Facebook is creating an AI system called Rosetta to identify text and content on pictures.
Several pictures are shared on Facebook and Instagram daily. It might be overlaid on an image in a meme, or inlaid in a photo of a storefront, street sign, or restaurant menu. Taking into account the sheer volume of photos shared each day on Facebook and Instagram, the number of languages supported on the global platform, and the variations of the text, the problem of understanding text in images is quite different from those solved by traditional optical character recognition (OCR) systems, which recognize the characters but don’t understand the context of the associated image.
To address these specific needs, Facebook built and deployed a large-scale machine learning system named Rosetta. It extracts text from more than a billion public Facebook and Instagram images and video frames (in a wide variety of languages), daily and in real time, and inputs it into a text recognition model that has been trained on classifiers to understand the context of the text and the image together.

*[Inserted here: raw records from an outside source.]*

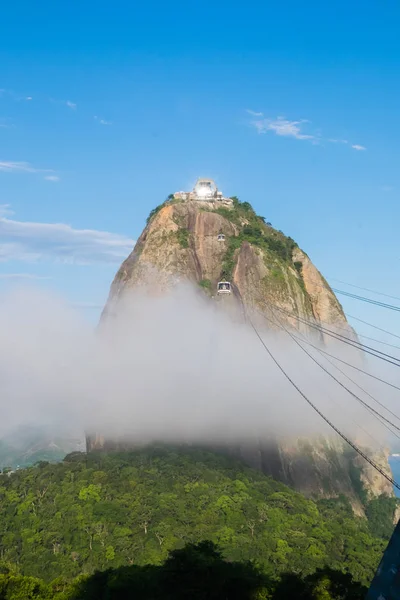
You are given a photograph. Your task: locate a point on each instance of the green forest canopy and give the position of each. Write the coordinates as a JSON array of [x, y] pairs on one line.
[[99, 511]]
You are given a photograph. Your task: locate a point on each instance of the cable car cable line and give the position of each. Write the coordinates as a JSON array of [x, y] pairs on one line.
[[359, 426], [341, 338], [365, 299], [323, 352], [367, 406], [374, 326], [396, 387], [320, 413], [358, 287]]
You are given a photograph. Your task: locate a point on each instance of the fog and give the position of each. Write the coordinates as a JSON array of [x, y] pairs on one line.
[[172, 368]]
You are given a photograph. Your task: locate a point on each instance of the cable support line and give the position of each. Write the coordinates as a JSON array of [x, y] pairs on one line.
[[314, 407], [305, 341], [379, 416], [374, 326], [369, 300], [358, 319], [367, 337], [367, 406], [358, 287], [344, 339], [396, 387]]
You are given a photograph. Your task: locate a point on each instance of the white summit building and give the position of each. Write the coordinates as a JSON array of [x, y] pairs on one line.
[[205, 190]]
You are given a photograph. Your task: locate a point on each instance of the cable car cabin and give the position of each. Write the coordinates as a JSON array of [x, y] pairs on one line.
[[224, 287]]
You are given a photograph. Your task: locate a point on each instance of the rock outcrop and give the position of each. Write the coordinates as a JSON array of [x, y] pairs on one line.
[[272, 278]]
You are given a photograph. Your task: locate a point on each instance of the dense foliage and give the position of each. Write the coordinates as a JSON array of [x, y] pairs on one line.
[[197, 571], [102, 511]]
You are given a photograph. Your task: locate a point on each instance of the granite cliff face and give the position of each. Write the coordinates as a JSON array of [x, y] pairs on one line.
[[267, 269], [270, 277]]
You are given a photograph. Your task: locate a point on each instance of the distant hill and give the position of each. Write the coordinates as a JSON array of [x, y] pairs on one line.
[[206, 242]]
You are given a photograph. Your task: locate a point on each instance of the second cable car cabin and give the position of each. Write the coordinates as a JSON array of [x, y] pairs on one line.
[[224, 287]]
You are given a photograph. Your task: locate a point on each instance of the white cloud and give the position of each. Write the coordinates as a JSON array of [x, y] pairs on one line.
[[9, 166], [31, 242], [5, 210], [103, 121], [283, 127], [21, 276], [21, 167], [88, 305], [334, 141], [254, 113]]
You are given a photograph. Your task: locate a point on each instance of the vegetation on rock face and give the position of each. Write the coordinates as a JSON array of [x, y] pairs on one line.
[[183, 237], [197, 571], [252, 229], [154, 212], [106, 511]]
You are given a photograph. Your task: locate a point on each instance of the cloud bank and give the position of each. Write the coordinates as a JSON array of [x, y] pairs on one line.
[[171, 368], [284, 127], [31, 242]]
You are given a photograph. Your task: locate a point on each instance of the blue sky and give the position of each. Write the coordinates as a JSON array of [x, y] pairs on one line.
[[106, 108]]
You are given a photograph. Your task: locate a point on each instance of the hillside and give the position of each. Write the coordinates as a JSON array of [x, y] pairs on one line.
[[105, 511], [266, 268], [273, 280]]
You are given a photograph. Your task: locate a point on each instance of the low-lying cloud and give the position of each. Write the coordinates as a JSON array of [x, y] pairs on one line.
[[29, 241], [171, 368]]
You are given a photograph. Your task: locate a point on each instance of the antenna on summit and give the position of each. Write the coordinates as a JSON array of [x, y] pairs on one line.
[[205, 190]]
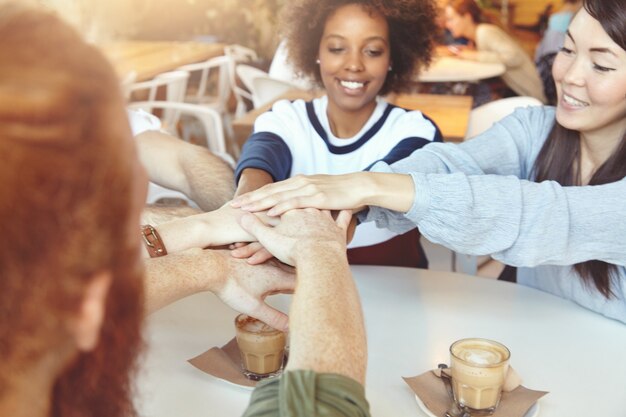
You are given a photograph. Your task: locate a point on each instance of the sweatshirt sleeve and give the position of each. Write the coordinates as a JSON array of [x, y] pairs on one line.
[[478, 198]]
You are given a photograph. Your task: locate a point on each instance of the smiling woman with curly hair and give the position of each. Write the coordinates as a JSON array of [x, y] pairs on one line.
[[358, 51], [412, 27]]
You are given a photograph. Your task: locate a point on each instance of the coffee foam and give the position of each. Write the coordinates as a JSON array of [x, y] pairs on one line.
[[480, 355], [252, 325]]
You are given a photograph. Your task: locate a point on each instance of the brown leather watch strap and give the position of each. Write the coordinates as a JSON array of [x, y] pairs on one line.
[[153, 241]]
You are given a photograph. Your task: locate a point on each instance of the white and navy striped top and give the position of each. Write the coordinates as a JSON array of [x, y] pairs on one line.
[[295, 138]]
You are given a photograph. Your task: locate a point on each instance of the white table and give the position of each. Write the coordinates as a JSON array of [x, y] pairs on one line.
[[412, 316], [452, 69]]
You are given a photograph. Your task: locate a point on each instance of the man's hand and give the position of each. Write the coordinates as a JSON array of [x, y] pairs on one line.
[[247, 286], [298, 229]]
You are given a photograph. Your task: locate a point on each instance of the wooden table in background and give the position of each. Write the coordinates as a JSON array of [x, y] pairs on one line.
[[150, 58], [450, 113]]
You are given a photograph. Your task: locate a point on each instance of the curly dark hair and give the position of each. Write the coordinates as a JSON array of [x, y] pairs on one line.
[[412, 31]]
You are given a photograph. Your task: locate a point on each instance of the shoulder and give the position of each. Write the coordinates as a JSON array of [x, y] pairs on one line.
[[538, 118], [410, 123], [529, 127]]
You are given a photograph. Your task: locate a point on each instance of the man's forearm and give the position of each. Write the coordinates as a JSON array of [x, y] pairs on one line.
[[155, 214], [252, 179], [209, 179], [326, 321], [170, 278]]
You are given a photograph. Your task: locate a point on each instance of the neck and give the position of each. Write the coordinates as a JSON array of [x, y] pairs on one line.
[[346, 123], [595, 150]]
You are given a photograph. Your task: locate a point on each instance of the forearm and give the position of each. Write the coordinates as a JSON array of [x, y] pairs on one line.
[[219, 227], [156, 215], [391, 191], [170, 278], [252, 179], [326, 321], [193, 170]]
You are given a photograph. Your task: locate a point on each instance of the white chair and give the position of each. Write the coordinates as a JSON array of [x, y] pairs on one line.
[[193, 115], [208, 119], [213, 89], [126, 84], [282, 69], [240, 53], [175, 85], [265, 89], [245, 73], [174, 82], [481, 119]]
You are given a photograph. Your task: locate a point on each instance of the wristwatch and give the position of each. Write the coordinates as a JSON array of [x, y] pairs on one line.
[[153, 241]]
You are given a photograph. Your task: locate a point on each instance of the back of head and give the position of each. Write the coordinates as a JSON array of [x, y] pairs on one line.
[[64, 209], [467, 6], [612, 16]]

Rosetta is based on two important elements: detection & recognition. "The first step, we detect rectangular regions that potentially contain text. In the second step, we perform text recognition, where, for each of the detected regions, we use a convolutional neural network (CNN) to recognize and transcribe the word in the region," Facebook's official blog read.
Facebook would also face many challenges to run this procedure like different languages as it’s available globally in many countries, the interconnection between the text and image and if it’s disrespectful/vulgar or just for entertainment purpose.
If it accomplishes the desired aim by running this operation, it would eradicate offensive content to a great extent. But a single glitch in the system may turn the tables. Down the line, Facebook could leverage this data to spot trending content for ad purposes.